The 2017 Women's NPL Queensland season was the third edition of the Women's NPL Queensland as the top level domestic football of women's competition in Queensland. 10 teams competed, all playing each other twice for a total of 18 matches.

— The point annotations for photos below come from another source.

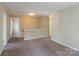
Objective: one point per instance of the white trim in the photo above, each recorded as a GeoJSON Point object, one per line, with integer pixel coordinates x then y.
{"type": "Point", "coordinates": [66, 45]}
{"type": "Point", "coordinates": [2, 50]}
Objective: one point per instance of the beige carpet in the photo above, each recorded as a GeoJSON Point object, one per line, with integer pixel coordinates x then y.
{"type": "Point", "coordinates": [37, 47]}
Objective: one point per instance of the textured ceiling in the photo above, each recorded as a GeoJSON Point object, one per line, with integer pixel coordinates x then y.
{"type": "Point", "coordinates": [41, 8]}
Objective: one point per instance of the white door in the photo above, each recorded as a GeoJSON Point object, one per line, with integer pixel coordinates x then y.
{"type": "Point", "coordinates": [16, 27]}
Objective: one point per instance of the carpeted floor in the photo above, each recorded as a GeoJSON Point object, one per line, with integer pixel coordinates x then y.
{"type": "Point", "coordinates": [37, 47]}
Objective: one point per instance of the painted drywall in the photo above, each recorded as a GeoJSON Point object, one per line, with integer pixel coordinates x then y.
{"type": "Point", "coordinates": [65, 27]}
{"type": "Point", "coordinates": [34, 27]}
{"type": "Point", "coordinates": [30, 22]}
{"type": "Point", "coordinates": [4, 28]}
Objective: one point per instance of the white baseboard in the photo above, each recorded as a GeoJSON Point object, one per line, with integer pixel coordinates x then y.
{"type": "Point", "coordinates": [66, 45]}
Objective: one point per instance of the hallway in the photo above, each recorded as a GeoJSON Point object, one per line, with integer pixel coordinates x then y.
{"type": "Point", "coordinates": [36, 47]}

| Pos | Team | Pld | W | D | L | GF | GA | GD | Pts | Qualification or relegation |
| 1 | Peninsula Power (C) | 18 | 17 | 1 | 0 | 103 | 11 | +92 | 52 | 2017 Women's NPL Qld Finals |
| 2 | The Gap | 18 | 15 | 0 | 3 | 81 | 13 | +68 | 45 |
| 3 | Souths United | 18 | 13 | 2 | 3 | 51 | 16 | +35 | 41 |
| 4 | UQ FC | 18 | 10 | 3 | 5 | 45 | 24 | +21 | 33 |
| 5 | Eastern Suburbs | 18 | 9 | 3 | 6 | 51 | 42 | +9 | 30 |  |
| 6 | South West Queensland Thunder | 18 | 7 | 0 | 11 | 44 | 82 | −38 | 21 |
| 7 | Gold Coast City | 17 | 6 | 0 | 11 | 28 | 51 | −23 | 18 |
| 8 | Olympic FC | 17 | 5 | 1 | 11 | 19 | 50 | −31 | 16 |
| 9 | Western Pride | 18 | 1 | 0 | 17 | 13 | 78 | −65 | 3 |
| 10 | Sunshine Coast | 18 | 1 | 0 | 17 | 11 | 79 | −68 | 3 |

==Cup Competitions==

===2017 Canale Cup===

Brisbane-based soccer clubs competed in 2017 for the Canale Cup, known for sponsorship reasons as the 2017 Pig 'N' Whistle Canale Cup. Clubs entered from the Brisbane Premier League, the Capital League 1, Capital League 2 and Capital League 3. The early rounds of the competition were linked to the qualifying competition for the 2017 FFA Cup, where losing teams from successive rounds of the FFA Cup Preliminary rounds entered in following rounds of the Canale Cup.

This knockout competition was won by Peninsula Power.

===FFA Cup qualifiers===

Queensland-based soccer clubs competed in 2017 in the preliminary rounds for the 2017 FFA Cup. The four winners of the seventh round qualified for the final rounds of the FFA Cup; Far North Queensland FC (representing North Queensland), Gold Coast City (representing South Queensland), with Moreton Bay United and Peninsula Power representing Brisbane. In addition, A-League club Brisbane Roar qualified for the final rounds, entering at the Round of 32.